11.1 Force Majeure. Except for the obligation to make payments or as otherwise set forth herein, neither party will be liable for any failure or delay in its performance under this MSA due to any cause beyond its reasonable control, including, but not limited to, acts of war, acts of God, earthquake, flood, embargo, riot, sabotage, labor shortage or dispute, governmental act or failure of the Internet (not resulting from the actions or inactions of Vendor) (each a “Force Majeure Event”), provided that the delayed party: (a) gives the other party prompt notice of such cause, and (b) uses its reasonable commercial efforts to promptly correct such failure or delay in performance.
11.2 No Lease. This MSA is a services agreement and is not intended to and will not constitute a lease of any real property. Customer acknowledges and agrees that (i) it has been granted only a license to use the Vendor Data Centers in accordance with this MSA; (ii) Customer has not been granted any real property interest in the Vendor Data Centers; and (iii) Customer has no rights as a tenant or otherwise under any real property or landlord/tenant laws, regulations, or ordinances.
11.3 Marketing. During the term of this MSA, except as required by Federal or state law, the parties shall not publicly refer to this agreement orally or in writing without prior written consent, however, Customer agrees that Vendor may refer to Customer in communications with Vendor’s bankers, accountants, and other service providers to the extent reasonably necessary.
11.4 Government Regulations. Customer will not export, re-export, transfer, or make available, whether directly or indirectly, any regulated item or information to anyone outside the U.S. in connection with this MSA without first complying with all export control laws and regulations which may be imposed by the U.S. Government and any country or organization of nations within whose jurisdiction Customer operates or does business.

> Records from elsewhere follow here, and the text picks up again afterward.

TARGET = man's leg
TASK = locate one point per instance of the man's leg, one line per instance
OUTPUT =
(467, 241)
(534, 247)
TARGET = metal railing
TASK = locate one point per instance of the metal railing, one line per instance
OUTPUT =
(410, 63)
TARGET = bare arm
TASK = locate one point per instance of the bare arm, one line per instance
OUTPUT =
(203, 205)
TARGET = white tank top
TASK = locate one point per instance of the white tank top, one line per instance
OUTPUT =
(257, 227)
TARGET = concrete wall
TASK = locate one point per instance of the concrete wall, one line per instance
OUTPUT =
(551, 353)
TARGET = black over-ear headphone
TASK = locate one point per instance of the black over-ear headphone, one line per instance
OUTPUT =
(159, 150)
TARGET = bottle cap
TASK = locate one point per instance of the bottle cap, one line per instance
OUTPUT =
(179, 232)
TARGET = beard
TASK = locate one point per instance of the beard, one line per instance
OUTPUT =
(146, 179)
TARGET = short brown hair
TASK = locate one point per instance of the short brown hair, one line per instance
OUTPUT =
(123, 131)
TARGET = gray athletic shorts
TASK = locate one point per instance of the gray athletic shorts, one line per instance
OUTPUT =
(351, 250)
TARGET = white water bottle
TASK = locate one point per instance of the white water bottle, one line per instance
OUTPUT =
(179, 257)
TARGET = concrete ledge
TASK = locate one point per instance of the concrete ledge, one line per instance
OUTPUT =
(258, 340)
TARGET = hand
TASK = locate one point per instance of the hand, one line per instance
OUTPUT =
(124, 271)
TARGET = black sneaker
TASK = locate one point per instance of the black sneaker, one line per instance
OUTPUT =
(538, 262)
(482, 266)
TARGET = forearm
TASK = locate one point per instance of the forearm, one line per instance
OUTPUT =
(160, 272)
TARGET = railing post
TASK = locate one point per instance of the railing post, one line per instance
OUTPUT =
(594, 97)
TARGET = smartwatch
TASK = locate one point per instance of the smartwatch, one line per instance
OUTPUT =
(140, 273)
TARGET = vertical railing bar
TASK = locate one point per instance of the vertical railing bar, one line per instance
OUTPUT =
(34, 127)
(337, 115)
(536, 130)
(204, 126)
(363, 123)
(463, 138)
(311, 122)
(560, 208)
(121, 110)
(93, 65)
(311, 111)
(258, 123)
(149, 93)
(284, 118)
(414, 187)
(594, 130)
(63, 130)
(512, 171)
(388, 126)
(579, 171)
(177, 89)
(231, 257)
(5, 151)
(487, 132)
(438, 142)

11.5 Non-Solicitation. During the Term of this MSA and continuing through the first anniversary of the termination of this MSA, Customer agrees that it will not, and will ensure that its affiliates do not, directly, solicit for employment any persons employed by Vendor.
11.6 No Third Party Beneficiaries. Vendor and Customer agree that, except as otherwise expressly provided in this MSA, there shall be no third party beneficiaries to this MSA, including but not limited to the insurance providers for either party or the customers of Customer.
11.7 Governing Law; Dispute Resolution. This MSA and the rights and obligations of the parties created hereby will be governed by and construed in accordance with the internal laws of the state of Indiana without regard to its conflict of law rules and specifically excluding from application to this MSA that law known as the United Nations Convention on the International Sale of Goods. The parties will endeavor to settle amicably by mutual discussions any disputes, differences, or claims whatsoever related to this MSA. Failing such amicable settlement, any controversy, claim, or dispute arising under or relating to this MSA, including the existence, validity, interpretation, performance, termination or breach thereof, shall finally be settled by arbitration in accordance with the Arbitration Rules (and if Customer is a non-U.S. entity, the International Arbitration Rules) of the American Arbitration Association (“AAA”). There will be three (3) arbitrators (the “Arbitration Tribunal”), the first of which will be appointed by the claimant in its notice of arbitration, the second of which will be appointed by the respondent within thirty (30) days of the appointment of the first arbitrator and the third of which will be jointly appointed by the party-appointed arbitrators within thirty (30) days thereafter. The language of the arbitration shall be English. The Arbitration Tribunal will not have the authority to award punitive damages to either party. Each party shall bear its own expenses, but the parties will share equally the expenses of the Arbitration Tribunal and the AAA. This MSA will be enforceable, and any arbitration award will be final, and judgment thereon may be entered in any court of competent jurisdiction. The arbitration will be held in Indianapolis, Indiana, USA. Notwithstanding the foregoing, claims for preliminary injunctive relief, other pre-judgment remedies, and claims for Customer’s failure to pay for Services in accordance with this MSA may be brought in a state or federal court in the United States with jurisdiction over the subject matter and parties.
11.8 Severability. In the event any provision of this MSA is held by a tribunal of competent jurisdiction to be contrary to the law, the remaining provisions of this MSA will remain in full force and effect.
11.9 Waiver. The waiver of any breach or default of this MSA, or the failure to exercise any right provided for in this MSA, will not constitute a waiver of any subsequent breach, default or right, and will not act to amend or negate the rights of the waiving or non-exercising party.
11.10 Assignment. Neither party may assign this MSA without the others approval, such approval to not be unreasonably withheld, in whole as part of a corporate reorganization, consolidation, merger, or sale of all or substantially all of its assets, or transaction or series of related transactions that results in the transfer of fifty percent (50%) or more of the outstanding voting power of such party. Customer may not otherwise assign its rights or delegate its duties under this MSA either in whole or in part without the prior written consent of Vendor, and any attempted assignment or delegation without such consent will be void. Vendor may delegate the performance of certain Services to third parties, including Vendor’s wholly owned subsidiaries and affiliates. This MSA will bind and inure to the benefit of each party's successors and permitted assigns.